In my supply chain relationships class, we spend a lot of time discussing the pros and cons of contracting practices. One of the key elements we emphasize is what Tim Cummins from IACCM calls “relational contracting”. The idea behind this is that organizations need to use contracts as a mechanism for managing risk in the relationship, and to explore “what is possible?”, “what will we measure and review?”, “how often will we review these measures and identify gaps?” and “how will we communicate and resolve gaps once they are identified?” Because rest assured, issues will most certainly come up during the life of a contract!

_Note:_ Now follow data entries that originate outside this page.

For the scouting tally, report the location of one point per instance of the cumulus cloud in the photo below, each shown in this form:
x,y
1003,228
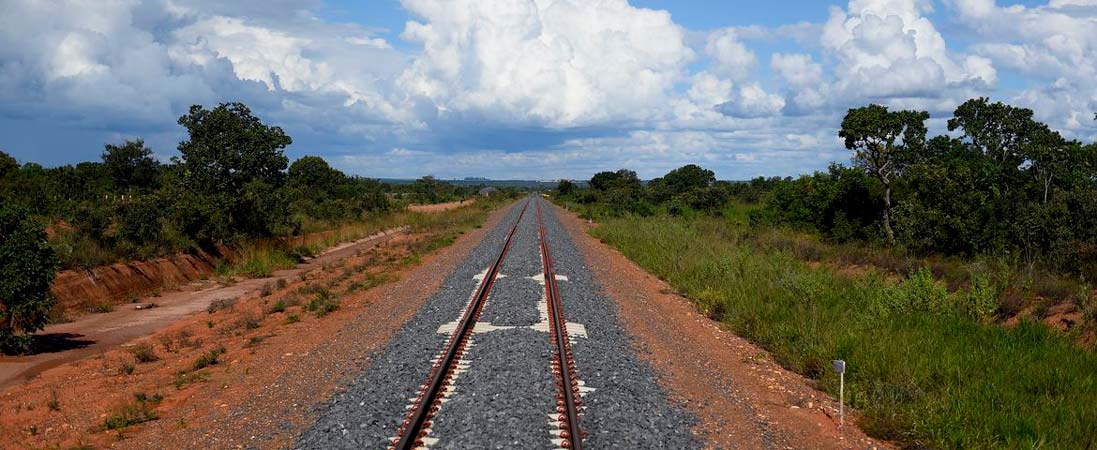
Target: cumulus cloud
x,y
796,69
889,48
728,55
530,88
564,63
1055,44
753,101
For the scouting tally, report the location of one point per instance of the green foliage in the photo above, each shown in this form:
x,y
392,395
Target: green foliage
x,y
8,164
210,358
681,181
131,165
841,203
927,373
565,187
234,162
27,266
873,134
137,412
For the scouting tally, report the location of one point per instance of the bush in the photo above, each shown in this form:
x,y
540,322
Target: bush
x,y
138,412
27,266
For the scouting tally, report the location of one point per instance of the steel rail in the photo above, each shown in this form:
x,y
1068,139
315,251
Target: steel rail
x,y
567,398
415,426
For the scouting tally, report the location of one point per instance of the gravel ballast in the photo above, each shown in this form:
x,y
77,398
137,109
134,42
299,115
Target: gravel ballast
x,y
505,397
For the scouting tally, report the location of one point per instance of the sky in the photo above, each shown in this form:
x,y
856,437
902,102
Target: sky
x,y
532,89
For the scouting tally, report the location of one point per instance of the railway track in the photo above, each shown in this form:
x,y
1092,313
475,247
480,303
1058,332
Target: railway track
x,y
416,427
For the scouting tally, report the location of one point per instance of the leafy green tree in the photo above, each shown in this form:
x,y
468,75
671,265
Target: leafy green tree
x,y
999,131
7,164
883,143
608,180
131,165
313,173
565,187
236,162
679,181
429,189
27,266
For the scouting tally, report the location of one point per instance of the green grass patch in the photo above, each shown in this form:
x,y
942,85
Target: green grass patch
x,y
258,259
208,358
323,304
137,412
924,366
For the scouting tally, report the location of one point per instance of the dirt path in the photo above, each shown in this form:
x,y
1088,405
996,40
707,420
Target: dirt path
x,y
248,375
97,333
742,397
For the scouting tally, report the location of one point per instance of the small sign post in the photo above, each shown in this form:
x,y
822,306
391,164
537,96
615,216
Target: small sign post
x,y
839,367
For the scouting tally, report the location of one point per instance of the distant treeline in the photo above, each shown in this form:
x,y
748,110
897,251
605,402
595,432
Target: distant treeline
x,y
1006,186
232,182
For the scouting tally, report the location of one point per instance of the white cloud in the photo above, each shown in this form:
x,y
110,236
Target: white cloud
x,y
889,48
730,57
1055,45
532,88
564,63
753,101
796,69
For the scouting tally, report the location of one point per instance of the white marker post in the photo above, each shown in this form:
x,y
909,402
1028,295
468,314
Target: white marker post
x,y
839,367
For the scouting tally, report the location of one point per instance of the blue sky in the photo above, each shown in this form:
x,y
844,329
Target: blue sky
x,y
533,89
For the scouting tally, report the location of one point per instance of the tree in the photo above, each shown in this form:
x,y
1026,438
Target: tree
x,y
7,164
681,180
131,165
565,187
873,134
312,173
999,131
622,178
428,189
602,180
235,162
27,266
1049,155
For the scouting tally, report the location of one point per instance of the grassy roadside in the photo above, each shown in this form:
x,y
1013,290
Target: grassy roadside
x,y
924,369
225,352
260,259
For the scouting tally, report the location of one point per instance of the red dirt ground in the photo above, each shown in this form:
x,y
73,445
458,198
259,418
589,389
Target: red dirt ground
x,y
261,390
742,397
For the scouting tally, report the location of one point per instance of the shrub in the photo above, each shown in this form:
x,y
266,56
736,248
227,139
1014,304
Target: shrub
x,y
210,358
27,266
144,352
137,412
323,304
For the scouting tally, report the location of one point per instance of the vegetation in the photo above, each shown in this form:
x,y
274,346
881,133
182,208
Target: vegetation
x,y
137,412
232,187
928,265
27,266
923,368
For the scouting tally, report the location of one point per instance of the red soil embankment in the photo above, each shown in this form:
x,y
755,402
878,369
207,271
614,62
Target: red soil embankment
x,y
80,289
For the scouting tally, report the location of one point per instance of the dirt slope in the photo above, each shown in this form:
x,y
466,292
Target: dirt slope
x,y
273,366
743,398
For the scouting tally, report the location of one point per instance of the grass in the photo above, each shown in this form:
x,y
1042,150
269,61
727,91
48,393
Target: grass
x,y
144,352
137,412
208,358
183,378
258,259
323,304
924,369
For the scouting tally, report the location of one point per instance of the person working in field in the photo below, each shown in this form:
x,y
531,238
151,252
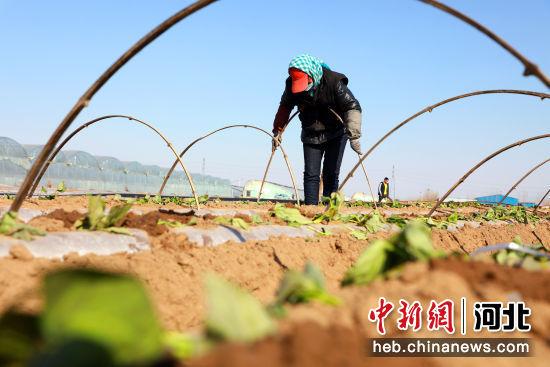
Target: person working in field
x,y
330,115
384,190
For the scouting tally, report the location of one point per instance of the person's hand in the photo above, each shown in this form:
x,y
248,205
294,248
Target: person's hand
x,y
276,141
356,146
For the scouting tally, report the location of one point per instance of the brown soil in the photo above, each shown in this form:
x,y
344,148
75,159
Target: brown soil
x,y
306,345
173,269
318,335
480,275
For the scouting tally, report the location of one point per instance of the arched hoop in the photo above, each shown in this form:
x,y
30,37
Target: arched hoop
x,y
103,118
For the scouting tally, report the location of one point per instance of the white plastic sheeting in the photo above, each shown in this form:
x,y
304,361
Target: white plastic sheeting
x,y
58,244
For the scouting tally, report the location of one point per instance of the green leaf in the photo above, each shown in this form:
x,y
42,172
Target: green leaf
x,y
117,214
96,220
374,223
290,215
360,235
334,203
19,338
233,314
371,264
61,187
303,287
233,222
112,311
453,218
417,240
10,225
383,256
96,212
170,223
118,230
256,219
184,346
397,220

Companies have developed some innovative ways to manage legal contracts. Some of these are noted below:
We are moving to becoming a triage service for legal. When the deal comes in, we give suppliers the contract document as a starting point, as well as risk triggers that we see associated with the deal. Procurement will always defer to the easiest clause, however – so we have to ensure that we know when to trigger a referral to legal, and establish the landscape early in the deal discussion. (Financial Services)
In every country we enter, we are asked to source locally in return for access to their natural resource. It is a fair return. But we have evolved to building out a more streamlined contracting process for global sourcing. We have an internal legal team that develops the templates, but they are not embedded in the groups and not with us in a negotiation. However, we are able to provide the supplier’s feedback on the contract to them and elicit their input. To further streamline this, we have developed alternative wording options for the different clauses that are pre-approved. We also have legal experts (who are not legal people) who can understand when and how to use this wording and are involved on the negotiation teams. They are also able to go back to legal and get direct access if there are questions. (Energy)
We are likely to see a much stronger marriage between legal and procurement in the future. In the NC State Poole College of Management MBA, we have defined a new JD/Supply Chain Management MBA joint degree, and I have several of these students in my MBA relationships class this semester. The program of study is flexible and individualized to provide each student with the best feasible combination of these two disciplines. We are already seeing a big demand for individuals with this competency, as several large oil and gas as well as financial services companies have expressed interest in these graduates. They are poised to be the new face of procurement in the near future!